Levanto e sigo para um banho rápido. Já estava quase me atrasando e para me atrapalhar ainda mais as imagens daquele sonho não saiam de minha mente. Vinham em flashes, prendendo minha atenção e me distraindo de meus afazeres. Fazia calor, visto uma saia mais comportada, camiseta de banda de rock, botas de couro, cano médio em tom vinho, pulseira de couro vermelha. E minha correntinha de prata que sempre uso junto a dois pingentes: uma delicada gaiola com um pássaro a voar e o olho de Hórus. Eles me lembram a sempre ser livre e ter mais confiança. Venho de uma família muito católica, mas não tenho nenhuma religião especifica. Apenas acredito nas forças da natureza e gosto de usar alguns amuletos.

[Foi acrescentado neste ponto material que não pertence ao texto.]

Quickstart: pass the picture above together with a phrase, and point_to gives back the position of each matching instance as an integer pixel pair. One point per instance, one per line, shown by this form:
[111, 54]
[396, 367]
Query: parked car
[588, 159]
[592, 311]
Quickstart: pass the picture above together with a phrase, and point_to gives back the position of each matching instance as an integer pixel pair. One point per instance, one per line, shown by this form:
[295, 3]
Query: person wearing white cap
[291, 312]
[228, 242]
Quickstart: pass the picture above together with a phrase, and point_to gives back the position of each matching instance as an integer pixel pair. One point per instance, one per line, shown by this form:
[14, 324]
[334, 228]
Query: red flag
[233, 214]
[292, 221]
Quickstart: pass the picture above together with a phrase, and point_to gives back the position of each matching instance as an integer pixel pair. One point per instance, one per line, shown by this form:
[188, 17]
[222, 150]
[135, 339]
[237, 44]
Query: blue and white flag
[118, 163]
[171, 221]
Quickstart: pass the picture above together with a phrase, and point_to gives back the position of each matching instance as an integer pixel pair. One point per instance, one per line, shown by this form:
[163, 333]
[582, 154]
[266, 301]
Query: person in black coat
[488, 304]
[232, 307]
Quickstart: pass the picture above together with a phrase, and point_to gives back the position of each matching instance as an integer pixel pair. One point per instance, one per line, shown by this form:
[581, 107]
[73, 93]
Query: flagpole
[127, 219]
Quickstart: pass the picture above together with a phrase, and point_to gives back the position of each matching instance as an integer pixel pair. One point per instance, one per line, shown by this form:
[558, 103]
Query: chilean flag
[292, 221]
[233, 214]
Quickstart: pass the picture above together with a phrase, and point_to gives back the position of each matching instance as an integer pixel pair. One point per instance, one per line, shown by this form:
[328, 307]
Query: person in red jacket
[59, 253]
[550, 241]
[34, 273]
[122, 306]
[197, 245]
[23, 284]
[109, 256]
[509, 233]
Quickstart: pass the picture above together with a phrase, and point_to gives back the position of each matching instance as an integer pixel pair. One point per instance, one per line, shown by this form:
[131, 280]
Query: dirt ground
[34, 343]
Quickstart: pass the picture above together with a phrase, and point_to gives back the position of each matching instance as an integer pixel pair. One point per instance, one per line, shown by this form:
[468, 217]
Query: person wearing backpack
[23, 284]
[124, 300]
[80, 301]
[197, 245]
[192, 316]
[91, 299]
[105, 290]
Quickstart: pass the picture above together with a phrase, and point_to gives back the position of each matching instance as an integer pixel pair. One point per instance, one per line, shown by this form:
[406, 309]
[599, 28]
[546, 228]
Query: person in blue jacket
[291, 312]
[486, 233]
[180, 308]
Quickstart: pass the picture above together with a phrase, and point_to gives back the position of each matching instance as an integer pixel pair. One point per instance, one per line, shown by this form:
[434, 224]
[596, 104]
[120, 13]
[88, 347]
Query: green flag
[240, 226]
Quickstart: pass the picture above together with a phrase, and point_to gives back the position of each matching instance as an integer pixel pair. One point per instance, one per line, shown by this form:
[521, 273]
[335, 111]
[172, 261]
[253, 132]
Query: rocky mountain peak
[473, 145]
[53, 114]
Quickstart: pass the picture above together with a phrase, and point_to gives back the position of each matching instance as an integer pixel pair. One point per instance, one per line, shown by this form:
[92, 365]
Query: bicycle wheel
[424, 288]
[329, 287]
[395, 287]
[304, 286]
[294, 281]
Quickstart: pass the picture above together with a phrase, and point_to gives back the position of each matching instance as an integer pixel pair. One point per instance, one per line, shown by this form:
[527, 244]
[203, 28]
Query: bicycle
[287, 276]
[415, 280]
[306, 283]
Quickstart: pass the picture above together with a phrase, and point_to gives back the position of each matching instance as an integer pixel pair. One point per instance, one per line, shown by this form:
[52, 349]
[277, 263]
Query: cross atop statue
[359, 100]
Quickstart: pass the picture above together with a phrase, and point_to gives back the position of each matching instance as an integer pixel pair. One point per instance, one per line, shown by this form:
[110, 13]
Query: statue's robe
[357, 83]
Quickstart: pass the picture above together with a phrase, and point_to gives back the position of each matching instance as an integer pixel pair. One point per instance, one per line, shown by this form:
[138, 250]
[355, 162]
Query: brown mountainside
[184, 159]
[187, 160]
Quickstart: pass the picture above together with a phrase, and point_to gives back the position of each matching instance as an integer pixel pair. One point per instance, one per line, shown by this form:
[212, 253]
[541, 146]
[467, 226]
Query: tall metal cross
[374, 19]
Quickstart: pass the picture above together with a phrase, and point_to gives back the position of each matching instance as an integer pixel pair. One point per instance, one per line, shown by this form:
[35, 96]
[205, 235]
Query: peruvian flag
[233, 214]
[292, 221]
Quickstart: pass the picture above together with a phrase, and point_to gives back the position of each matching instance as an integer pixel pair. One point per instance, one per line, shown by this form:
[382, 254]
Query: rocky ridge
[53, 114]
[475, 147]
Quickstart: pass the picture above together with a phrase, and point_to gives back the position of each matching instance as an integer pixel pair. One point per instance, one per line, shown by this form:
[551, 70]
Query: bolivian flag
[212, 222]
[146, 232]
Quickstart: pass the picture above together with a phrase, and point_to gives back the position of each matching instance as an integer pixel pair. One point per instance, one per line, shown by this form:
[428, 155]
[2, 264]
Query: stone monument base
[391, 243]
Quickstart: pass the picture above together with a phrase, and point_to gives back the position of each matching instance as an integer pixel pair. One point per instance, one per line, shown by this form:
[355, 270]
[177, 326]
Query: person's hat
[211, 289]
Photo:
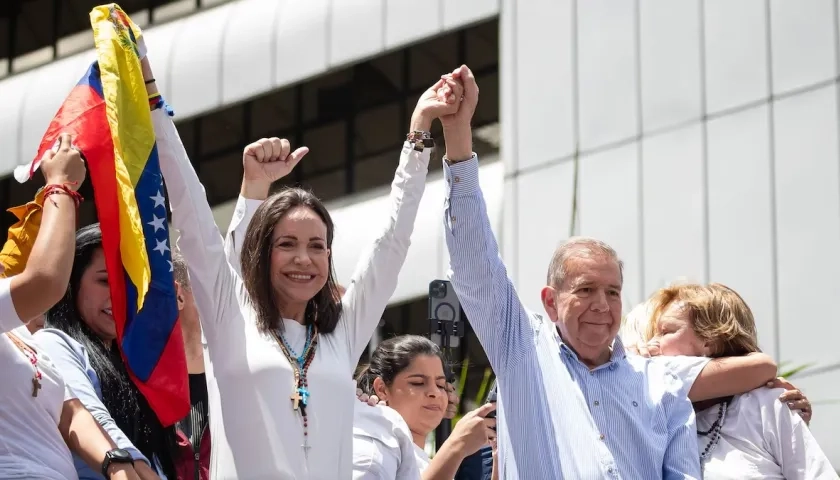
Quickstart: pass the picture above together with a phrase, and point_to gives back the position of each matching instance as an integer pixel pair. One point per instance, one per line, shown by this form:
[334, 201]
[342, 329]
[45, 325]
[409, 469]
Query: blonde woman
[747, 436]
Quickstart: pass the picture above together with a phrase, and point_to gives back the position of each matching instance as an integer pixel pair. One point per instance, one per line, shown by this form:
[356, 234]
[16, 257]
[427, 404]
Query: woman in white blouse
[39, 416]
[742, 437]
[281, 348]
[406, 375]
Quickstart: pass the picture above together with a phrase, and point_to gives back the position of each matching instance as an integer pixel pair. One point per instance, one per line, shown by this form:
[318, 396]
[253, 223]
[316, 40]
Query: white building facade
[704, 134]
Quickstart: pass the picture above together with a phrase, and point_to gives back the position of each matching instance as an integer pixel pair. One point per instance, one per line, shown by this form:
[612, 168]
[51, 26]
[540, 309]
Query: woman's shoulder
[762, 402]
[380, 423]
[51, 339]
[761, 396]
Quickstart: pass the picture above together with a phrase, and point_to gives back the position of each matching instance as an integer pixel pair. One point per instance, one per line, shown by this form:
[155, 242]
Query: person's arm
[378, 268]
[86, 438]
[382, 445]
[476, 270]
[681, 461]
[43, 281]
[242, 215]
[727, 376]
[263, 163]
[70, 363]
[789, 440]
[215, 285]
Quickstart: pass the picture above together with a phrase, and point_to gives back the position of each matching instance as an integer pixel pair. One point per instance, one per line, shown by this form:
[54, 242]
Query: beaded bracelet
[56, 188]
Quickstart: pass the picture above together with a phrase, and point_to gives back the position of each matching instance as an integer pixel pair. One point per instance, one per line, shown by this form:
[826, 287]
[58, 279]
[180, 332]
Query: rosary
[714, 433]
[33, 359]
[300, 367]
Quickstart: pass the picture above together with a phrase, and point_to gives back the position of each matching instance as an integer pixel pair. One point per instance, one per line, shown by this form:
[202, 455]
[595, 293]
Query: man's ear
[549, 298]
[380, 389]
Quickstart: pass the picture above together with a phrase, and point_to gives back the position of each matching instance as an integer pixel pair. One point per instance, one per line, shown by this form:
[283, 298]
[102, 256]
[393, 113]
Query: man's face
[587, 306]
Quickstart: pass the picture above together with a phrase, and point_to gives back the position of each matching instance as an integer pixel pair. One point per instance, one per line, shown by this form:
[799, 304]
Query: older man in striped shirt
[572, 404]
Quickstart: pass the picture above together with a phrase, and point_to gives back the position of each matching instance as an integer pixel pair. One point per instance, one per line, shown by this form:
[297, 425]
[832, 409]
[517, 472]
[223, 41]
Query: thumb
[65, 141]
[296, 156]
[485, 409]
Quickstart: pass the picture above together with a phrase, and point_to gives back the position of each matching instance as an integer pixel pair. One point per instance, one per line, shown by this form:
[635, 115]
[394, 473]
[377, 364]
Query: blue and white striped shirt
[629, 418]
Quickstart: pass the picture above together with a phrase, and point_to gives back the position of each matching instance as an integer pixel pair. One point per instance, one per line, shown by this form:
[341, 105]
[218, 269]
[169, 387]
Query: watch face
[120, 455]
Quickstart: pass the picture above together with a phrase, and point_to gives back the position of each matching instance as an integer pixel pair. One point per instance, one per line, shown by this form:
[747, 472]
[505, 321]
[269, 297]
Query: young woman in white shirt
[79, 336]
[742, 437]
[406, 374]
[281, 348]
[39, 416]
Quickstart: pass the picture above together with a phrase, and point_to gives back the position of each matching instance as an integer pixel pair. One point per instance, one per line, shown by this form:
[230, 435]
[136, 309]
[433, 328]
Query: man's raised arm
[477, 272]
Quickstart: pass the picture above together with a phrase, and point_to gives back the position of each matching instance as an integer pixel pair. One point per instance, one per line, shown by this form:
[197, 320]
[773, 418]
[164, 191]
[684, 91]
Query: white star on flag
[160, 201]
[157, 222]
[161, 247]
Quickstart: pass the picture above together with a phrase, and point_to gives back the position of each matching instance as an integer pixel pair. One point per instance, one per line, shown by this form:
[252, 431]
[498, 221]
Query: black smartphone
[491, 398]
[446, 324]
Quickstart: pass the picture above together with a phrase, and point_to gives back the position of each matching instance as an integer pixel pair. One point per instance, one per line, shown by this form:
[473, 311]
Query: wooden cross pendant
[295, 398]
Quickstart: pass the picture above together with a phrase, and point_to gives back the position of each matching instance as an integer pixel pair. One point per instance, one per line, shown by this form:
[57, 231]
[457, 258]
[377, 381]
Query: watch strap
[117, 455]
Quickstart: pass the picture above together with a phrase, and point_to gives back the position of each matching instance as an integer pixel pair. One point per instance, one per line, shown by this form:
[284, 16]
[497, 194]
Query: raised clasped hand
[270, 159]
[442, 99]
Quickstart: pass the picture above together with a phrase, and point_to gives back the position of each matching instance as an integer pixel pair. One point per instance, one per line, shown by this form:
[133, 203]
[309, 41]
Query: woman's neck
[419, 439]
[294, 312]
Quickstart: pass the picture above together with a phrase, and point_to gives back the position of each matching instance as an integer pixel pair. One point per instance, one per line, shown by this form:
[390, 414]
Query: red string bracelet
[56, 188]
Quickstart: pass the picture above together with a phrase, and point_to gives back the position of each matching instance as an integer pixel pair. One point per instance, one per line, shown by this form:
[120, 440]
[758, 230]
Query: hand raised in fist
[65, 166]
[266, 161]
[462, 116]
[441, 99]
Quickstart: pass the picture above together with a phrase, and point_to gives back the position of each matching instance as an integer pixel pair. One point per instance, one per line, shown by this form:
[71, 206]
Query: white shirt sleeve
[382, 445]
[9, 319]
[789, 440]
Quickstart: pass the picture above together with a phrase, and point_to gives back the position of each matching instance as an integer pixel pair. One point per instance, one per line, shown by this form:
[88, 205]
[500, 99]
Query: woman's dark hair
[127, 406]
[322, 309]
[392, 357]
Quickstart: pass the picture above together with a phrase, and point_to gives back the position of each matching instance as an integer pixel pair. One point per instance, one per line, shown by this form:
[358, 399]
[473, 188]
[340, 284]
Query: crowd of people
[273, 341]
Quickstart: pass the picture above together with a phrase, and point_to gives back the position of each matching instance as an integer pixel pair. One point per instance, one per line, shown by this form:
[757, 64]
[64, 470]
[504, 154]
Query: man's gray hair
[579, 247]
[179, 268]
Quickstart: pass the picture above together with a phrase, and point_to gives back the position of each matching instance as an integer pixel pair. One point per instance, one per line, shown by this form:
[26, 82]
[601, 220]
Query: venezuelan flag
[108, 111]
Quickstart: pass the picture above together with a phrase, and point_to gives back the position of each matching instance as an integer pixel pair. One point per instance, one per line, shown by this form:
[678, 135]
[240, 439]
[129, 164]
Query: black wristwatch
[117, 455]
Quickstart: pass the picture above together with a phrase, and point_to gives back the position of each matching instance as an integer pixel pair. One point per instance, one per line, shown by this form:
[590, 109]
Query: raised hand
[454, 401]
[64, 166]
[433, 104]
[794, 398]
[462, 116]
[266, 161]
[474, 430]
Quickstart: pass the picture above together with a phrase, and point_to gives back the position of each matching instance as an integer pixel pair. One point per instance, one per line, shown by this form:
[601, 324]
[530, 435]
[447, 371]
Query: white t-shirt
[31, 445]
[256, 433]
[761, 438]
[383, 448]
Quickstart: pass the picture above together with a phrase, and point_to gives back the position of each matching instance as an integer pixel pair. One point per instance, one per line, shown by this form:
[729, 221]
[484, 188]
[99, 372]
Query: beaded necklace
[713, 433]
[300, 368]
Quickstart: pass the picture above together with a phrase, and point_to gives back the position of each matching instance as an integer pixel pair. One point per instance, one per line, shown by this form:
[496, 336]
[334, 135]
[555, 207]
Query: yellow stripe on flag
[127, 109]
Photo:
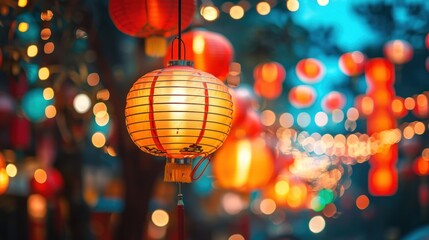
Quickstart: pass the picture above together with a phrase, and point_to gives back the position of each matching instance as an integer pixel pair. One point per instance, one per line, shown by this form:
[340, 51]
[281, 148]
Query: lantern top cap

Tomo café. Pego minhas coisas e resolvo levar uma coletânea de poesias que gosto muito para ir lendo no ônibus. Quando chego, todos já estavam à mesa discutindo os detalhes do projeto. Sento-me ao lado de Ana. Vejo que Rodrigo repara em meu livro e sorri quando me vê.
“Nossa Alice! Agora vai começar a chegar atrasada? Está acontecendo alguma coisa?” – diz Ana baixinho em meus ouvidos.
“Acabei perdendo a hora. Mil desculpas, prometo que não vai mais acontecer.”
“Espero! Bem, agora que a senhorita atrasadinha chegou, vamos dar seguimento à reunião. Relembrando, a ONG que nos contratou quer que façamos uma revista, um portal de noticias e um livro (anuário) com os frutos do projeto. Nele irá conter os melhores textos escritos pelos jovens junto a fotos dos melhores grafites. Assim, fortalecendo o trabalho em equipe e contemplando mais pessoas. Rodrigo, eles também querem alguns desenhos para ilustrar a revista. E acompanhamento nosso dos trabalhos. Pensei que você Alice, e você Rodrigo poderiam ir pessoalmente.
“Boa idéia Ana!” – diz Alice mais animada do que de costume.
“Bom, hoje acho que terminamos de fazer o cronograma e a divisão de atividades, delimitando as datas. Assim, Alice e Rodrigo, vocês poderiam ir amanhã mesmo. Já deixem combinado. E Alice ligue para ONG avisando. Podem ir direto, e já que o lugar é longe, tirem o resto do dia de folga.”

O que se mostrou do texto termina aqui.